I built the Chelsea Wind Harp.
I enjoyed reaing Richard and Patti’s comments.
I thought you both might be iterested to know that
a friend of mine since the days I built
the wind harp and himself a harpist his whole life,
Roark Barron, made last year a CD of the
original United Artists double-album recording
that sold out and was never reproduced.
His email is roarkbarron@gmail.com
You can listen to a clp of it on my
http://www.deeratdawn.com website on the Music Page
and write to Roark if you want to buy a CD
I think its priced very reasonably.
I am building a new wind harp in Nikko, Japan
by the way. Times sure have changed. I got permission to
build the Chelsea Wind Harp from the landowner Warren Mattoon
with a wry grin and a handshake and promise from me
that it wouldn’t hurt his cows. The meeting lasted one minute.
Japan bureacracy has taken seven years
to secure the location legally etc… and still going on.
Oh well… I’m patient.
Kind regards,
Ward McCain
Nikko, Japan
November 17th, 2009
Ward am I wrong or is the Harp of 1973 on an Island in the Gulf of Maine on family property? If so can it be visited by admirers? I was a friend of Chuck who made the original recording for United Artists.

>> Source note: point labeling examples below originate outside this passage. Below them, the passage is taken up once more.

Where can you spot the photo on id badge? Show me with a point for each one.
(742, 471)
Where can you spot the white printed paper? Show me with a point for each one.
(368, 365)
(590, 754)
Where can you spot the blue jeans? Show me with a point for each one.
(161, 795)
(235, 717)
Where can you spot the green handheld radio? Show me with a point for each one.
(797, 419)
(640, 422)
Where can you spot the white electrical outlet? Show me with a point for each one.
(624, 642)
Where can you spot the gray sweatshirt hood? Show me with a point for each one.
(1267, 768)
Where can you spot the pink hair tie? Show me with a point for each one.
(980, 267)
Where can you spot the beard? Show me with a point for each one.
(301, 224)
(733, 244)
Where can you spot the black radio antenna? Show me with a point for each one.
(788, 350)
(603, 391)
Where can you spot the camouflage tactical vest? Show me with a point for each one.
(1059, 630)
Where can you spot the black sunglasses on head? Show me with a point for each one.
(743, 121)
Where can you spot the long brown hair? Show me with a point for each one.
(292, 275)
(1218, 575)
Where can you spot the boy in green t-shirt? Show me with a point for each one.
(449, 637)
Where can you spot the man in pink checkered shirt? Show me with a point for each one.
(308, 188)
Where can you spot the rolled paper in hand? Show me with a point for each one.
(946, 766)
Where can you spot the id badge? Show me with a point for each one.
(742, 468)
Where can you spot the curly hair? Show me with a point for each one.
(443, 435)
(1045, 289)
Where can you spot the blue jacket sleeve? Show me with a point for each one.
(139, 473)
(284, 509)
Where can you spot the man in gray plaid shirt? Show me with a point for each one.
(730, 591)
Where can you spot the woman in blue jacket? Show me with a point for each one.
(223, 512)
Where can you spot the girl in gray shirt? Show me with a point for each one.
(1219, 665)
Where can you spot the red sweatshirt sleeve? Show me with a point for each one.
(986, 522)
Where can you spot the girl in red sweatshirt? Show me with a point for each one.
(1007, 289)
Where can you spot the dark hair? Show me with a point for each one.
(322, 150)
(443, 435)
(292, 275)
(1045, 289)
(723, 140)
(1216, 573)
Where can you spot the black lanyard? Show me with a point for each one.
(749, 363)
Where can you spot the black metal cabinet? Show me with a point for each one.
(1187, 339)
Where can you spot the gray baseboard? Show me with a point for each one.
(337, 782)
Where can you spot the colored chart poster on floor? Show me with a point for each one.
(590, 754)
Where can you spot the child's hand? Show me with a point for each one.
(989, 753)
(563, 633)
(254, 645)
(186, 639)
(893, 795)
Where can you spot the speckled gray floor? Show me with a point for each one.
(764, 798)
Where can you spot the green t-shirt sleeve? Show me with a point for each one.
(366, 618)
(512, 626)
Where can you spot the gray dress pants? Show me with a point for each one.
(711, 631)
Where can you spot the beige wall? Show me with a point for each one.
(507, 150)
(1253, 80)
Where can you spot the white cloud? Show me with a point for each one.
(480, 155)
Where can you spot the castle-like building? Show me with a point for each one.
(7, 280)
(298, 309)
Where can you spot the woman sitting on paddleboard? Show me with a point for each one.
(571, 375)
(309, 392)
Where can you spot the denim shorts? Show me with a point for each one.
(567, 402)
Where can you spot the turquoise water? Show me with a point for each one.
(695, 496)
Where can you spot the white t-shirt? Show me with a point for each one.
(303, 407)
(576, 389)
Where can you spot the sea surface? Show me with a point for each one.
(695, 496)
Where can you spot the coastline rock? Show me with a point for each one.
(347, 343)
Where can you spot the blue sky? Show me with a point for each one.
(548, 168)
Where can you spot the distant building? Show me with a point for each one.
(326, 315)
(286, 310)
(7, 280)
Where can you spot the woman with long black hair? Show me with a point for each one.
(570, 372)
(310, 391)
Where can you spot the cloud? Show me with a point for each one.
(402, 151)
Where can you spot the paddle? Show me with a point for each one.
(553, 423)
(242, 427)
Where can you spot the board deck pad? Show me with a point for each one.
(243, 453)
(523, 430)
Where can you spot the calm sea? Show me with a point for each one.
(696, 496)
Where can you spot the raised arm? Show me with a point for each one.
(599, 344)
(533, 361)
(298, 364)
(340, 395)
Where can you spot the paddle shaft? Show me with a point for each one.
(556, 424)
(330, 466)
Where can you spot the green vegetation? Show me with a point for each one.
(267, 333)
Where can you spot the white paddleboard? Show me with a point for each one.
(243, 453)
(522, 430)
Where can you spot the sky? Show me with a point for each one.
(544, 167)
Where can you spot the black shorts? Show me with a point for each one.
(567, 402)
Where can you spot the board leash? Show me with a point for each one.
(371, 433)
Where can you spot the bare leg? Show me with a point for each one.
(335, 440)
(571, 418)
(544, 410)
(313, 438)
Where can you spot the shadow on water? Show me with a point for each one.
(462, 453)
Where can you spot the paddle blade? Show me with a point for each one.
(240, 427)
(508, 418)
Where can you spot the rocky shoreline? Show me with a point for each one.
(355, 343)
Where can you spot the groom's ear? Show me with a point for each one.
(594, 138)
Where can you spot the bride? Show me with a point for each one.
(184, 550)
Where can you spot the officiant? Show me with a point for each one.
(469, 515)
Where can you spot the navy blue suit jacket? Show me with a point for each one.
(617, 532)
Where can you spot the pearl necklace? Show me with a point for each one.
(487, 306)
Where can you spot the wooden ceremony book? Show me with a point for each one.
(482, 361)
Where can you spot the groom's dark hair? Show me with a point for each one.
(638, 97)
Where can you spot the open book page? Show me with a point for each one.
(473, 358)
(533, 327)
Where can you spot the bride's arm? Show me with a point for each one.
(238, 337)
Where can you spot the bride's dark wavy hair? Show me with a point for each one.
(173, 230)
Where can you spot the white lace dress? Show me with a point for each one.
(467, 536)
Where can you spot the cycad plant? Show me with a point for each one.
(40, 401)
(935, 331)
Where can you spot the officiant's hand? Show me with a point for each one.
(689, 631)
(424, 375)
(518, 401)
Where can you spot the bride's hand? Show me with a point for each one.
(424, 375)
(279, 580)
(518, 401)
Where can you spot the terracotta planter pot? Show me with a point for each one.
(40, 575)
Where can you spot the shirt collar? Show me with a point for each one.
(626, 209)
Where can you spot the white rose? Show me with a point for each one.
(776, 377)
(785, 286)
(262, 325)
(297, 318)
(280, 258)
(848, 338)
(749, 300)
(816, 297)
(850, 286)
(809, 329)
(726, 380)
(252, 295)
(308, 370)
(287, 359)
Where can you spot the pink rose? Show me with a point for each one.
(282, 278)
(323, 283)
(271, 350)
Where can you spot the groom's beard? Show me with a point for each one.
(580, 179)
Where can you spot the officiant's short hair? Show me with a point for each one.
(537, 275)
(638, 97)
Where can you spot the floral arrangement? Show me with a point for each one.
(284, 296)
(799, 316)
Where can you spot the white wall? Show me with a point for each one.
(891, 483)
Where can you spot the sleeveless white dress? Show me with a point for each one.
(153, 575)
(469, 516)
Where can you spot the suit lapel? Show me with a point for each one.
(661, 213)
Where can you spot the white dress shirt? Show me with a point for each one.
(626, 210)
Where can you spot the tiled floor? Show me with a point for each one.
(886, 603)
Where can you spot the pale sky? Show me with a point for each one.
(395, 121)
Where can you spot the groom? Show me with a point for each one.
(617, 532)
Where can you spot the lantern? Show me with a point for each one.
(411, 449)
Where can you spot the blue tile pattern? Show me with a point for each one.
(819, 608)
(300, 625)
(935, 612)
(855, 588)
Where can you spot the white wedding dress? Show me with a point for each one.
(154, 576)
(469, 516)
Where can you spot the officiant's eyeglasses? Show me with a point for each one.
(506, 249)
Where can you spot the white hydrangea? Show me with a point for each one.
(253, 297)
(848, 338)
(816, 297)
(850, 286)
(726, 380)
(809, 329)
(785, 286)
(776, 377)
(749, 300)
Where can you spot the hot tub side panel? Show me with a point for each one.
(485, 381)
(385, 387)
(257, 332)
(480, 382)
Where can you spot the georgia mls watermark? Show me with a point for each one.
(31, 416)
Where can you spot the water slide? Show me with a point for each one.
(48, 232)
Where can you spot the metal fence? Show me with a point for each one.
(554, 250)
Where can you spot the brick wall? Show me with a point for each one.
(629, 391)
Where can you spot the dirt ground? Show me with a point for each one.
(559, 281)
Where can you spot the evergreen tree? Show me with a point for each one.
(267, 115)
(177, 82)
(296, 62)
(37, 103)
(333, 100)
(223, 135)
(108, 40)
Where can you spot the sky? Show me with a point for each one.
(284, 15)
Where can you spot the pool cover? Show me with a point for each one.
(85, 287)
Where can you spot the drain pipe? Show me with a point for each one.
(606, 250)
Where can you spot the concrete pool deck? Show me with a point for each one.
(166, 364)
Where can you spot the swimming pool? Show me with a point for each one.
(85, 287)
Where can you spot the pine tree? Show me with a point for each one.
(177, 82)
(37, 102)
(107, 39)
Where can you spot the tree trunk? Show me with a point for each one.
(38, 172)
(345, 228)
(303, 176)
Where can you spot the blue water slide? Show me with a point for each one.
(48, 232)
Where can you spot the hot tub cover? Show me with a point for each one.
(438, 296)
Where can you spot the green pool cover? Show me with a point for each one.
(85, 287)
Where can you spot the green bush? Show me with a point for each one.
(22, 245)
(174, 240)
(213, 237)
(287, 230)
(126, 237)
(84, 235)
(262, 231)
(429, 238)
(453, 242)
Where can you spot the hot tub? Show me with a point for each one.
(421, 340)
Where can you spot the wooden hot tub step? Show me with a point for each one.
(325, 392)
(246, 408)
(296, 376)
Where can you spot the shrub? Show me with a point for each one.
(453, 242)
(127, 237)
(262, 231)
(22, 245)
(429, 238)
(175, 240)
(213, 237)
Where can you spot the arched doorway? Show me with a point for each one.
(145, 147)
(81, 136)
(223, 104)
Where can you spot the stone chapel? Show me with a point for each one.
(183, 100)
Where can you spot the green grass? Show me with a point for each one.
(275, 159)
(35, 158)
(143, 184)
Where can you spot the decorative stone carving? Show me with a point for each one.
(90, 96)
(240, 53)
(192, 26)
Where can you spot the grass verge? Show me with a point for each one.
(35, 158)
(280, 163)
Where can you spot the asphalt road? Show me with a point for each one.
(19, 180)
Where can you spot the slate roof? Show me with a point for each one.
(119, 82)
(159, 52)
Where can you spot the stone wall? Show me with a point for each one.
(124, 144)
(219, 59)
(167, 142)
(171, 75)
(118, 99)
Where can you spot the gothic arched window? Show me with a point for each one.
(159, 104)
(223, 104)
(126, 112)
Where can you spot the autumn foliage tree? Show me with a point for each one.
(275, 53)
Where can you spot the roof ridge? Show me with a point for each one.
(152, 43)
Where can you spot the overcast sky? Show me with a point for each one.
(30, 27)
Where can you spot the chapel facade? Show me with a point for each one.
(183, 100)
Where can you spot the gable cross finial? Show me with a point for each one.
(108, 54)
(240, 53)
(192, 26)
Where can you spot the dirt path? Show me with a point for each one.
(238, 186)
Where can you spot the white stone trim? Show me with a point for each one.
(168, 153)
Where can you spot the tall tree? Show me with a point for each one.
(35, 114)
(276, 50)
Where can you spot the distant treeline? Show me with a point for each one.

Hi Richard – I thought that it was moved to Long Island? Maybe not. We actually may have met. Chuck, Star, Harry and Haz were friends of mine as well. I lived in Chelsea, and they used to stay with us whenever they travelled to Vermont.
I was there for the original recording. I was 11 at the time and wrote the poem on the inside cover. I remember many a cold morning waking up in the van and kicking the cow pies out of the way to get to the microphone. Chuck and Star unfortunatly are no longer with us both having died far too early but always living life on their own terms.
Thanks to the builder for the pleasure of hearing this amazing instrument back in the 70’s. I got to visit it twice, during the weeks in two consecutive summers I camped at Sky Acres Girl Scout camp in adjacent Washington, VT. We walked over the hills to get to it and I remember the excitement as we neared the site. Unfortunately both times there wasn’t much of a breeze so the music was quiet but it was definitely making some audible noises. I always wanted to return when it was really windy, but it wasn’t to be. I recently dreamed of those summers and remembered the harp and had to look up to see what became of it.
To Thomas Ward McCain:
Thom I wanted to thank you for making the Chelsea Wind Harp. It had a wonderful effect on my life Believe it or not. The music sent me places few people have to opportunity to go. I have the Album but trying to listen to it after 40 years of scratches is pretty hard to get through it all. I will contact the person who re-recorded the Album and will definately purchase it.
Thanks again Thom.
I would like to see a high quality CD label reissue this LP and outtakes. Who owns the rights to this album and where are the master tapes? A 180 gram LP reissue would be nice, too.
I bought this LP when it first came out. Area progressive rock radio stations gave it very decent airplay. I foolishly sold my copy in the 1980s.
Greetings Mark Dillman and other readers of this page,
I am Ward McCain, builder of the Chelsea Wind Harp.
I stumbled onto this page and read the comments.
Thank you to those who shared kind thoughts and appreciation.
I gladly defer your appreciation to Warren Matoon, the dear and very kindly farmer
who gave me permission to build something so foreign to him, and without hesitation, on his hill.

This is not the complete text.